TensorRT How to strictly limiting the maximum GPU memory usage and clear GPU memory cache?

My use case scenario is deploying model inference services in the cloud, utilizing GPU virtualization technology to split one GPU into multiple instances. Each instance runs a model, and since one card has a total of about 22GB of available memory, I divided it into 10 instances, with each instance allocated 2GB of memory. From the conversion logs of trtexec, I noticed that executing each model with TensorRT inference approximately consumes around 1.6GB of memory, so I thought allocating 2GB for each instance would be sufficient.
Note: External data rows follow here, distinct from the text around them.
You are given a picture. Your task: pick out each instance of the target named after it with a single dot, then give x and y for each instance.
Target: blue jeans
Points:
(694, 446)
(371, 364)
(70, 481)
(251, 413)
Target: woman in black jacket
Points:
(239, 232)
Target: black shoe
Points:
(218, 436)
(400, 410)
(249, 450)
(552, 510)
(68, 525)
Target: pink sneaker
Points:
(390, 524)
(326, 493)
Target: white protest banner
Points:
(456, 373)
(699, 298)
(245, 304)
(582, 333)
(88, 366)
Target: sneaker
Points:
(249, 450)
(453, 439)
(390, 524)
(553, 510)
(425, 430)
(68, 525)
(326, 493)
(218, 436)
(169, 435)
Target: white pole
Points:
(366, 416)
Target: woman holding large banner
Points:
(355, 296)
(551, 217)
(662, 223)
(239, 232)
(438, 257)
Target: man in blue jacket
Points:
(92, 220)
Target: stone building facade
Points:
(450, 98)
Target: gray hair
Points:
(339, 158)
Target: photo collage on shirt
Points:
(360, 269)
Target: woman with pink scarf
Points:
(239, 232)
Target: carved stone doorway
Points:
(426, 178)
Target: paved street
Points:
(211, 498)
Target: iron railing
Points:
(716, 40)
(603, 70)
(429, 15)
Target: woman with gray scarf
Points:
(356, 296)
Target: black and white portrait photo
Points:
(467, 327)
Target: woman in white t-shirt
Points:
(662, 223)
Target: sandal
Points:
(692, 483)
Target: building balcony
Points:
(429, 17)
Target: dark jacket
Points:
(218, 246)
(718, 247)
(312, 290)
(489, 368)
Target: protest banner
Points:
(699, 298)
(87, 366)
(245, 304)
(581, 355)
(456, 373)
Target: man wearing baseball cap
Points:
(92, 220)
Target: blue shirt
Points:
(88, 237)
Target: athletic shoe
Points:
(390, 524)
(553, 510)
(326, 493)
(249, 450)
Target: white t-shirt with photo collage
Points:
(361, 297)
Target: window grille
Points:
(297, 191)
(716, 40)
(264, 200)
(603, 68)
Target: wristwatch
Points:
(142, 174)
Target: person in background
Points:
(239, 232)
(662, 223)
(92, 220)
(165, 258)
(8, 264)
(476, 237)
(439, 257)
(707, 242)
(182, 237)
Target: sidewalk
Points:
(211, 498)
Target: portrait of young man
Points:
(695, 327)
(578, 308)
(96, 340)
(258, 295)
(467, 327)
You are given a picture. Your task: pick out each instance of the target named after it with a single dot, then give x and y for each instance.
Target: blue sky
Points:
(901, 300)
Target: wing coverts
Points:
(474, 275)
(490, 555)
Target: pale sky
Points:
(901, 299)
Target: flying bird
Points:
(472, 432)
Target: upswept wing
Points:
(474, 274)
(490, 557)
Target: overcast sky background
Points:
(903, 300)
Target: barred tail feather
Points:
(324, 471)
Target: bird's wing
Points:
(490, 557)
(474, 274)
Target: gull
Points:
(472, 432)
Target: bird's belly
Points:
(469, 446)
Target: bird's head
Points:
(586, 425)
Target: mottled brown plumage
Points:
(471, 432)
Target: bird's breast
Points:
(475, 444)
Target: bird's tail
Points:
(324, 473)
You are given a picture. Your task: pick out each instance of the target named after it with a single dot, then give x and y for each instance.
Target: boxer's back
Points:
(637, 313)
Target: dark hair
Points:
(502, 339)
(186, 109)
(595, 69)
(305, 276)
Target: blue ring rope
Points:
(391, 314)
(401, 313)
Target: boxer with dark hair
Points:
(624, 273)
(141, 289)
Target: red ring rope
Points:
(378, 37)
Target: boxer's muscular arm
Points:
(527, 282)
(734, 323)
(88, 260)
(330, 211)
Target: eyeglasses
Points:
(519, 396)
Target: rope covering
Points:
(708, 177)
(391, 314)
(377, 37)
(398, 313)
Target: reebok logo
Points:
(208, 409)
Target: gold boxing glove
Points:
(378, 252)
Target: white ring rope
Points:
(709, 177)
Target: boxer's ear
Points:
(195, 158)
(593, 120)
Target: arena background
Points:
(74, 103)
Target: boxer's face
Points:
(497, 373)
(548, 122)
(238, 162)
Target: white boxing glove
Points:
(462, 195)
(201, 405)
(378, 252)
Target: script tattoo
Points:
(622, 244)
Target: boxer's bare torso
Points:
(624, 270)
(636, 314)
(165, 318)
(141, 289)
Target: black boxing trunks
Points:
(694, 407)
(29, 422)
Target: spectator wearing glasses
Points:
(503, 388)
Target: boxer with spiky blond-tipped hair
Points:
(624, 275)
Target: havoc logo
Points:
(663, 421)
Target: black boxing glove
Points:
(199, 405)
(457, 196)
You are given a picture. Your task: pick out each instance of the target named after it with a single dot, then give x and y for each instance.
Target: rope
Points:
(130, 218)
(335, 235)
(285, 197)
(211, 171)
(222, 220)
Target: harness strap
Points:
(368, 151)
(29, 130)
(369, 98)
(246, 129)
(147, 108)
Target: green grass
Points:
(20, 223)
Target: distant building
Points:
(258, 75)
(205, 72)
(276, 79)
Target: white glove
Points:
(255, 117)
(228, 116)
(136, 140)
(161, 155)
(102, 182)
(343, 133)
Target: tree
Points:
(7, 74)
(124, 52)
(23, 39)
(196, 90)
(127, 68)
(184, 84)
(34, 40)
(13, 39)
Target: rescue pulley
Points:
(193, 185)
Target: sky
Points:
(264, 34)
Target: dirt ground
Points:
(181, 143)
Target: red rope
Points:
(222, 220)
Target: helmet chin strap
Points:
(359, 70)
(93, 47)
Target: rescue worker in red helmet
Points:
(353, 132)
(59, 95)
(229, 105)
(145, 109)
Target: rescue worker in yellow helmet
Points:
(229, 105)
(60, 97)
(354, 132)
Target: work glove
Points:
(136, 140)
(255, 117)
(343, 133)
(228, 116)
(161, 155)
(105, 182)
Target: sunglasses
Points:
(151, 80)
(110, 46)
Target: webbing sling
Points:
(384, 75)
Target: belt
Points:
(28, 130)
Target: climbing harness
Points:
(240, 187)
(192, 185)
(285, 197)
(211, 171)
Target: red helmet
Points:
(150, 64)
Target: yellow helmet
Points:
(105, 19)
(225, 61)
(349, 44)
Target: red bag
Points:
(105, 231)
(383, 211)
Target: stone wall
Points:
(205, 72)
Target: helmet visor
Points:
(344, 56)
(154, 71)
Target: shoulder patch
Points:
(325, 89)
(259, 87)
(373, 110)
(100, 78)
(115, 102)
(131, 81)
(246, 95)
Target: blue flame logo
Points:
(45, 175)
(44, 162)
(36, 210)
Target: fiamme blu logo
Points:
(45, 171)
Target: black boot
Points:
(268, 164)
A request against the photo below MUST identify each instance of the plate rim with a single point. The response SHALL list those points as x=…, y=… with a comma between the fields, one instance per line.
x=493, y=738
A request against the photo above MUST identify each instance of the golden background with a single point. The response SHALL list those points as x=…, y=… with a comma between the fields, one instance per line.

However, during concurrent testing, it seems there was a memory overflow, which means the memory usage for each model inference exceeded 2GB. When converting the ONNX model to a TensorRT model, I set workspace=2048, so it shouldn't exceed 2GB, right? Therefore, how can I ensure that the maximum memory usage for model inference does not exceed the workspace? Additionally, I'm not sure if the increasing number of model inference calls led to a gradual increase in memory usage, ultimately resulting in an OOM error. So I considered clearing the cache after each inference. How to clear the GPU cache after the model has finished inference? Is it done using torch.cuda.empty_cache() or does TensorRT have its own related APIs? I have posted a issue here, there are some log infomation.

Oct 19 '24 17:10 EmmaThompson123

Q: How do I choose the optimal workspace size?
A: Some TensorRT algorithms require additional workspace on the GPU. The method IBuilderConfig::setMemoryPoolLimit() controls the maximum amount of workspace that can be allocated and prevents algorithms that require more workspace from being considered by the builder. At runtime, the space is allocated automatically when creating an IExecutionContext. The amount allocated is no more than is required, even if the amount set in IBuilderConfig::setMemoryPoolLimit() is much higher. Applications should, therefore, allow the TensorRT builder as much workspace as they can afford; at runtime, TensorRT allocates no more than this and typically less. The workspace size may need to be limited to less than the full device memory size if device memory is needed for other purposes during the engine build.

Oct 22 '24 09:10 lix19937

Please also see the memory section of the developer guide for more info: https://docs.nvidia.com/deeplearning/tensorrt/developer-guide/index.html#memory

Oct 28 '24 03:10 yuanyao-nv

Please also see the memory section of the developer guide for more info: https://docs.nvidia.com/deeplearning/tensorrt/developer-guide/index.html#memory

@yuanyao-nv Thank you, it is helpful !

Oct 29 '24 02:10 EmmaThompson123